Cristiano era nervoso. Quello lì cercava solo un’occasione per metterlo in istituto. E dividerlo da suo padre. Due giorni prima lo aveva incrociato per il corso e Trecca lo aveva salutato appena, come se nascondesse qualche cosa. E adesso aveva tirato fuori quel questionario. Sembrava tramare qualcosa.

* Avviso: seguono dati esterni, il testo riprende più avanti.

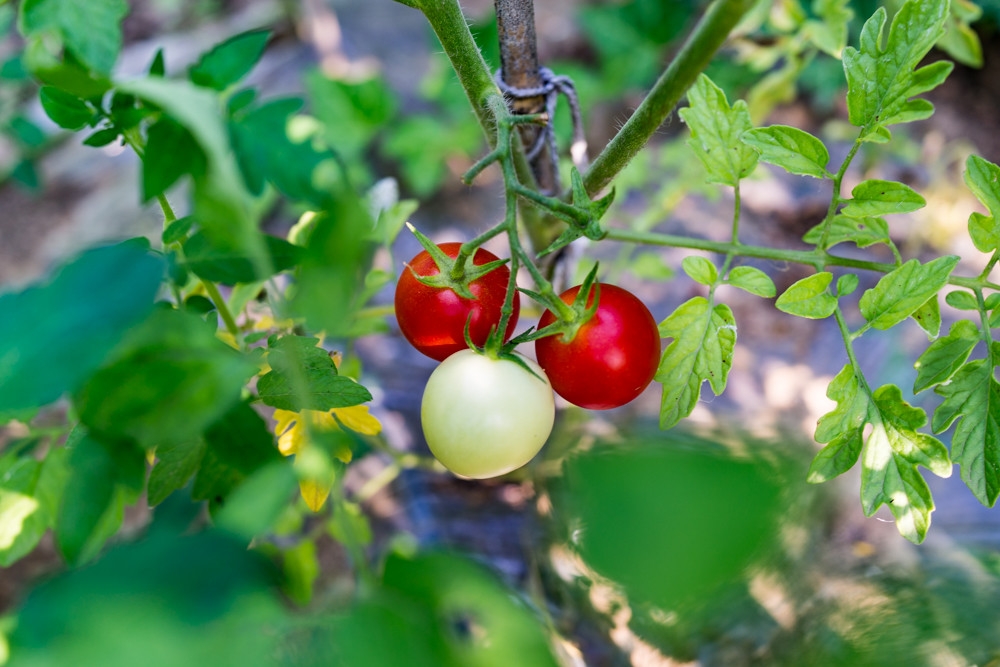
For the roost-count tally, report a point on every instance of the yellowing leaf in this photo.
(227, 338)
(359, 419)
(315, 493)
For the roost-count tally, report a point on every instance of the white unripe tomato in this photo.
(484, 417)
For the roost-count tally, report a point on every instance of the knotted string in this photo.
(551, 87)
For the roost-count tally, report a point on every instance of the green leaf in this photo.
(891, 455)
(882, 79)
(170, 379)
(794, 150)
(177, 231)
(233, 266)
(928, 317)
(809, 297)
(90, 29)
(226, 63)
(67, 111)
(255, 505)
(102, 138)
(171, 152)
(54, 334)
(961, 300)
(222, 206)
(30, 495)
(237, 446)
(901, 292)
(700, 270)
(176, 463)
(873, 198)
(973, 395)
(266, 152)
(330, 276)
(716, 129)
(960, 40)
(102, 480)
(846, 284)
(702, 350)
(304, 377)
(753, 280)
(983, 179)
(352, 112)
(424, 145)
(614, 496)
(842, 428)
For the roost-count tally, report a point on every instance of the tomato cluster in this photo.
(485, 416)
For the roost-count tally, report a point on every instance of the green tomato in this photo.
(484, 417)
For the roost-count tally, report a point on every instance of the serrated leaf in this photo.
(90, 29)
(846, 284)
(171, 152)
(890, 458)
(30, 495)
(266, 152)
(237, 445)
(973, 395)
(102, 137)
(700, 270)
(961, 300)
(753, 280)
(983, 179)
(702, 350)
(716, 129)
(809, 297)
(74, 323)
(863, 232)
(928, 317)
(167, 382)
(842, 428)
(882, 80)
(233, 266)
(303, 377)
(103, 478)
(226, 63)
(794, 150)
(873, 198)
(905, 289)
(67, 111)
(176, 463)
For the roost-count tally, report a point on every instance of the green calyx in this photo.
(455, 273)
(569, 317)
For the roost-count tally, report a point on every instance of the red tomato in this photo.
(433, 318)
(613, 356)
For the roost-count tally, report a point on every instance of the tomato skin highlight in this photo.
(485, 417)
(613, 356)
(433, 319)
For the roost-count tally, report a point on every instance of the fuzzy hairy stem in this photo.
(710, 33)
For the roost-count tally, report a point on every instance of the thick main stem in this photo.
(520, 69)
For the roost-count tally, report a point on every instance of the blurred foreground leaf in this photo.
(53, 335)
(670, 524)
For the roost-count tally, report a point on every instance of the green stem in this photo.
(836, 200)
(222, 307)
(710, 33)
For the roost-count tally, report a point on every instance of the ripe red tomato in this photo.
(613, 356)
(433, 318)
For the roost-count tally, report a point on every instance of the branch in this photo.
(710, 33)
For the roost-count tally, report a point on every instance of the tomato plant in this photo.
(483, 417)
(434, 318)
(613, 356)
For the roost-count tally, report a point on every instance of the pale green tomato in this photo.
(484, 417)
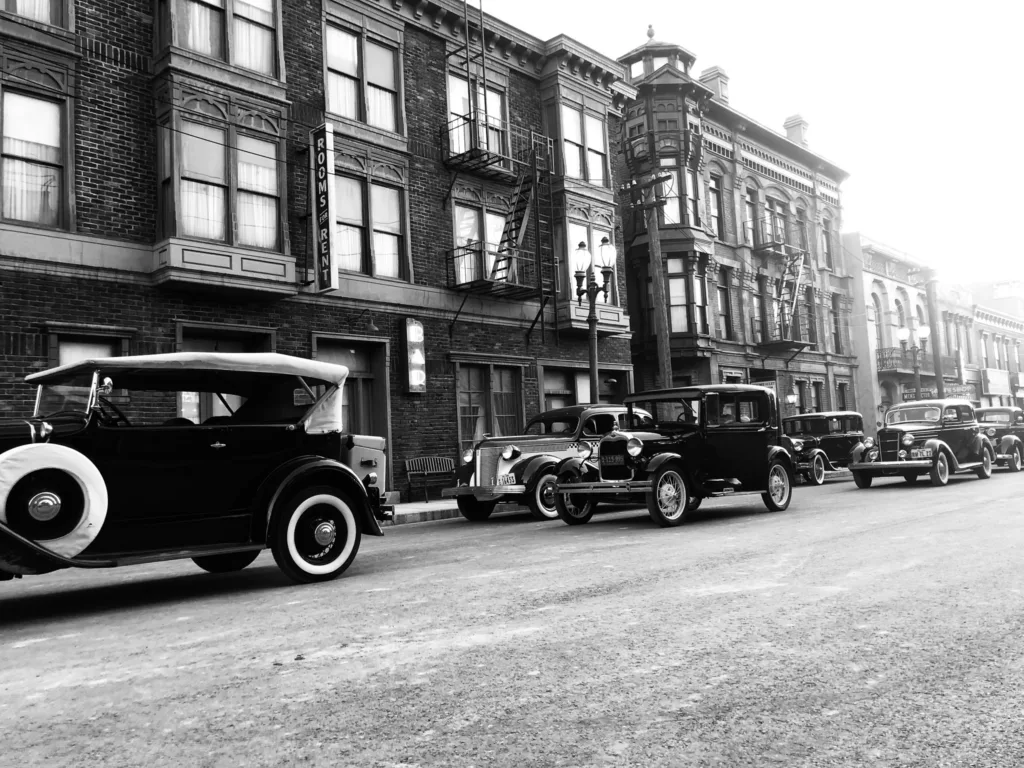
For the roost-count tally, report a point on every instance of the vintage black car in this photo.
(519, 469)
(212, 457)
(699, 441)
(1004, 425)
(925, 437)
(822, 441)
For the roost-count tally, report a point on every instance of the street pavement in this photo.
(859, 628)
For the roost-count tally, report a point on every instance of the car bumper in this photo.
(487, 491)
(605, 486)
(891, 466)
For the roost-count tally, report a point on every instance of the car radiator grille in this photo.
(889, 443)
(609, 453)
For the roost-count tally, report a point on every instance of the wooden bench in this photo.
(424, 471)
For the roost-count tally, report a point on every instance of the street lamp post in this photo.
(586, 266)
(903, 334)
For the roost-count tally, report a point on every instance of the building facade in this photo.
(159, 164)
(972, 340)
(748, 220)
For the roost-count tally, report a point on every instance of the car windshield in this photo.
(70, 395)
(677, 412)
(995, 418)
(549, 425)
(914, 413)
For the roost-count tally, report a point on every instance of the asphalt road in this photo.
(859, 628)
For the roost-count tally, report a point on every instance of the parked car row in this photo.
(215, 457)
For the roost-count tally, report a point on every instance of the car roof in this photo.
(248, 363)
(694, 389)
(824, 415)
(574, 411)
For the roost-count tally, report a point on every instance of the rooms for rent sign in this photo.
(322, 148)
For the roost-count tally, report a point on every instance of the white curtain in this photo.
(204, 27)
(253, 46)
(202, 210)
(257, 193)
(31, 132)
(39, 10)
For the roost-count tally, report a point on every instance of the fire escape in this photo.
(784, 326)
(521, 263)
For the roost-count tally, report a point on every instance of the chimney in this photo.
(718, 81)
(796, 130)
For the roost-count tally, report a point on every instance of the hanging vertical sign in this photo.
(322, 173)
(416, 358)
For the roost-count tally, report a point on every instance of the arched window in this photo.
(879, 337)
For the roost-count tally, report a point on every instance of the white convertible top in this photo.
(253, 363)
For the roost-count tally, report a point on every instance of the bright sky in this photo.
(920, 102)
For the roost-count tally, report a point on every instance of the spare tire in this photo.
(53, 496)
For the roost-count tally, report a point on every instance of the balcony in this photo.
(899, 360)
(481, 268)
(784, 334)
(776, 236)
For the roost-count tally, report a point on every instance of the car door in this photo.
(736, 436)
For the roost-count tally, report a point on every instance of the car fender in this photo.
(309, 470)
(1008, 442)
(777, 452)
(530, 471)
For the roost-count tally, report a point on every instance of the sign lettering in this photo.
(416, 357)
(325, 267)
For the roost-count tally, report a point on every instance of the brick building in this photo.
(156, 197)
(757, 286)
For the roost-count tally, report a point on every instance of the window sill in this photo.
(29, 31)
(354, 129)
(198, 65)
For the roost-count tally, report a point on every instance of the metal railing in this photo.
(479, 267)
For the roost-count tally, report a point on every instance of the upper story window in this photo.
(219, 182)
(371, 231)
(32, 159)
(715, 206)
(363, 79)
(47, 11)
(242, 32)
(585, 145)
(826, 244)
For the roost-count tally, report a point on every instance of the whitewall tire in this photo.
(52, 495)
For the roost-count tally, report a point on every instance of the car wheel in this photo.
(985, 470)
(227, 562)
(779, 492)
(669, 499)
(1016, 461)
(542, 501)
(939, 473)
(817, 473)
(473, 509)
(315, 535)
(862, 479)
(573, 509)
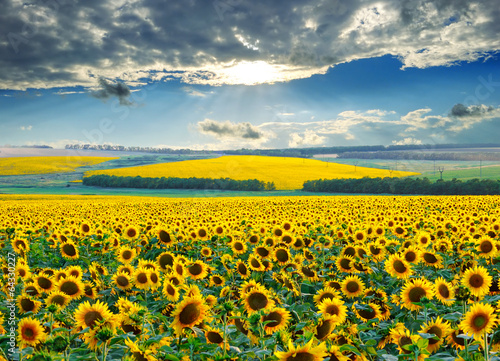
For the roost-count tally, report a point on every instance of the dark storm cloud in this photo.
(109, 90)
(230, 130)
(460, 110)
(64, 43)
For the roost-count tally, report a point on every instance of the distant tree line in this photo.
(404, 186)
(104, 180)
(287, 152)
(413, 155)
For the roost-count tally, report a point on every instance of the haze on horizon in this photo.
(227, 74)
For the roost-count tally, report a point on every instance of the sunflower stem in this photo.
(486, 353)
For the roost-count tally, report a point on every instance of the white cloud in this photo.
(250, 43)
(407, 141)
(308, 138)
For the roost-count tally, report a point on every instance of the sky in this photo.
(231, 74)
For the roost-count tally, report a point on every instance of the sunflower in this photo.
(366, 311)
(71, 286)
(165, 260)
(444, 291)
(122, 281)
(217, 280)
(333, 309)
(477, 280)
(30, 332)
(25, 303)
(486, 247)
(170, 291)
(238, 247)
(69, 250)
(305, 352)
(212, 335)
(479, 320)
(257, 299)
(126, 254)
(432, 259)
(276, 319)
(325, 293)
(255, 264)
(87, 315)
(131, 233)
(324, 328)
(242, 269)
(345, 263)
(164, 237)
(352, 286)
(412, 255)
(441, 329)
(281, 255)
(58, 298)
(197, 270)
(397, 267)
(141, 278)
(414, 290)
(44, 283)
(188, 313)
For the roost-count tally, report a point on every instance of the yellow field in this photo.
(336, 278)
(286, 173)
(43, 165)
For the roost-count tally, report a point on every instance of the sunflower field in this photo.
(274, 278)
(286, 173)
(44, 165)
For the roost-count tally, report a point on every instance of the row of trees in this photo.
(103, 180)
(404, 186)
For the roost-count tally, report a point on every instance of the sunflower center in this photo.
(58, 300)
(345, 263)
(479, 322)
(437, 331)
(275, 319)
(195, 269)
(166, 260)
(69, 249)
(242, 269)
(164, 236)
(189, 314)
(444, 291)
(122, 281)
(302, 356)
(332, 310)
(142, 278)
(367, 314)
(324, 329)
(430, 258)
(486, 246)
(44, 283)
(214, 337)
(326, 295)
(257, 301)
(476, 281)
(92, 317)
(410, 256)
(28, 334)
(70, 288)
(282, 255)
(416, 293)
(399, 266)
(352, 286)
(405, 340)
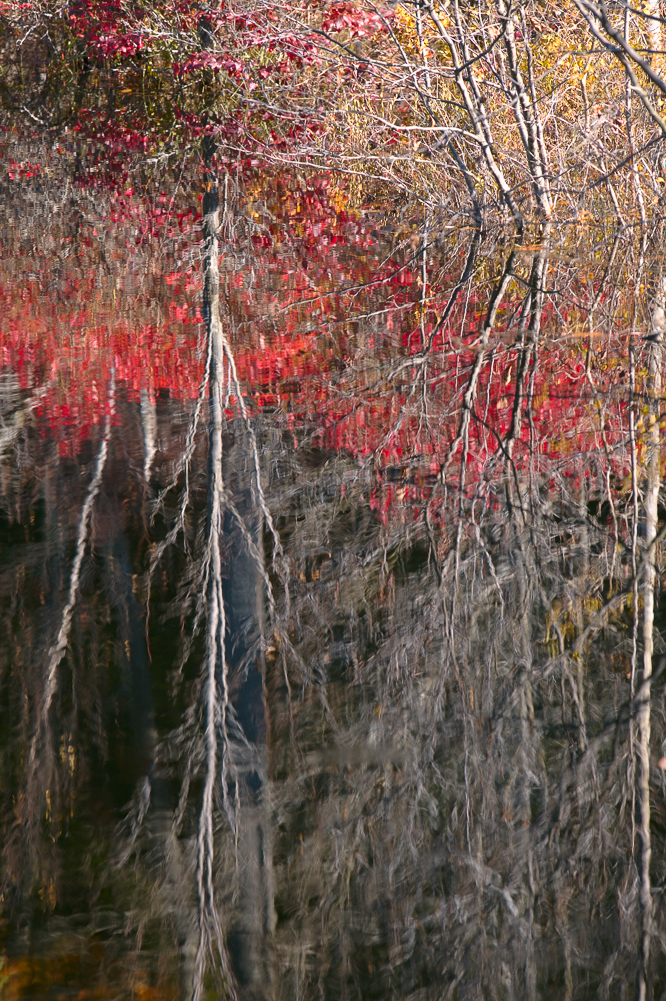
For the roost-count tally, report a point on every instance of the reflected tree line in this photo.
(390, 723)
(410, 754)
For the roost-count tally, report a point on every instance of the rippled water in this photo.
(323, 579)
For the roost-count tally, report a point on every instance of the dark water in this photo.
(325, 570)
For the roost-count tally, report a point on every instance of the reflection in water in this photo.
(331, 616)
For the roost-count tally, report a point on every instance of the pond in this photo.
(333, 627)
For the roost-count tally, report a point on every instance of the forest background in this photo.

L’assistente sociale sorrise. «Rino, ascoltami, sto seriamente valutando la possibilità che tu partecipi a un seminario tenuto da me sui danni dell’alcolismo nella società, quindi compila con grande sincerità questo questionario. So che bevi pesante, non devi nascondermelo. Anzi, oggi dobbiamo fare una cosa. Un gesto simbolico davanti a tuo figlio.» Aprì la ventiquattrore e tirò fuori una bottiglia di Ballantine’s mezza vuota. «Cristiano, porta due bicchieri, per favore.»

Cristiano corse in cucina e tornò con i bicchieri.

«Grazie.» Beppe versò in un bicchiere due dita e lo diede a Rino, poi riempì l’altro per una buona metà e lo tenne per sé. «Questo è l’ultimo bicchiere di superalcolico che bevi fino al nostro prossimo incontro. Va bene? È una promessa. Capito?»

«D’accordo» rispose Rino come un soldatino.

L’assistente sociale sollevò il bicchiere al cielo e lo buttò giù tutto in un sorso. Rino lo imitò.

«Aaahhh…» Trecca storse la bocca e se la pulì con il dorso della mano. Poi si aggiustò la cravatta. «Ragazzi, posso andare un istante in bagno?»

«Certo» fecero sollevati Cristiano e Rino.

L’assistente sociale si chiuse nel gabinetto.

«Ma cos’ha? L’hai visto? Si è fatto fuori un bicchiere di whisky…» sussurrò Rino.

Cristiano sollevò le spalle. «Ma che ne so…»

51.

Beppe Trecca si chiuse a chiave nel gabinetto e si lavò la faccia.

Aveva parlato con gli Zena senza nemmeno capire quello che stava dicendo. Non riusciva che a pensare alle labbra scure come amarene mature di Ida, a quella v tra i seni che lasciava sempre apparire dai vestitini e a quegli occhioni da cerbiatta che la facevano assomigliare a Meg Ryan. E soprattutto a dove cavolo si potevano incontrare.

Si guardò allo specchio e scosse la testa.

Sono troppo pallido, forse mi devo fare una lampada.

A casa sua non si poteva. Troppo rischioso. In un hotel, nemmeno. Troppo squallido. Ci voleva un luogo speciale, romantico…

Fu colto da un’illuminazione.

Certo! Il camper del marito di mia cugina.

Tirò fuori il cellulare e scrisse rapido: perfetto!